According to the BLS, in July, the increase in the final demand index can be traced to prices for final demand services, which climbed 0.4 percent. In contrast, the index for final demand goods edged down 0.1 percent.
Most notably, however, over 40% of the July increase in the index for final demand services is attributable to prices for guestroom rental, which jumped 9.9%: is the Fed about the realize, with a 5 year delay, the epic rental bubble they have blown?
The bottom line - there is enough here for the doves and the hawks, though the headline data definitely gives The Fed ammo to hike in September.
Hotter than expected PPI ex food and energy MoM:
Final Demand YoY remains weak, driven by ongoing defaltion in energy prices:
With energy weighing down goods demand, and guestroom rental surging in services.
More details from the report:
Final demand services: The index for final demand services moved up 0.4 percent in July, the largest rise since a 0.6-percent increase in October 2014. In July, 60 percent of the broad-based advance can be traced to a 0.4-percent rise in the index for final demand services less trade, transportation, and warehousing. Margins for final demand trade services also climbed 0.4 percent, and the index for final demand transportation and warehousing services moved up 0.2 percent. (Trade indexes measure changes in margins received by wholesalers and retailers.)
Product detail: Over 40 percent of the July increase in the index for final demand services is attributable to prices for guestroom rental, which jumped 9.9 percent. The indexes for automotive fuels and lubricants retailing; health, beauty, and optical goods retailing; securities brokerage, dealing, investment advice, and related services; computer hardware, software, and supplies retailing; and transportation of passengers (partial) also moved higher. Conversely, margins for apparel, footwear, and accessories retailing declined 4.2 percent. The indexes for loan services (partial) and truck transportation of freight also fell. (See table 4.)

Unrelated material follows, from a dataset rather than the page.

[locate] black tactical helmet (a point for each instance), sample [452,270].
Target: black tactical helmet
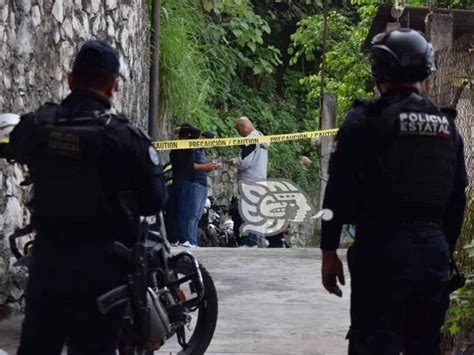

Final demand goods: The index for final demand goods edged down 0.1 percent in July after rising 0.7 percent in June. The decrease is mostly attributable to a 0.6-percent decline in prices for final demand energy. The index for final demand foods inched down 0.1 percent, and prices for final demand goods less foods and energy were unchanged.
Product detail: A major factor in the July decrease in prices for final demand goods was the index for residential natural gas, which declined 2.4 percent. Prices for chicken eggs, home heating oil, pork, and nonferrous metals also moved lower. In contrast, the index for gasoline advanced 1.5 percent. Prices for corn, motor vehicles, and basic organic chemicals also increased.
The USD strenghtened modestly in kneejerk response but it does not appear this will hold.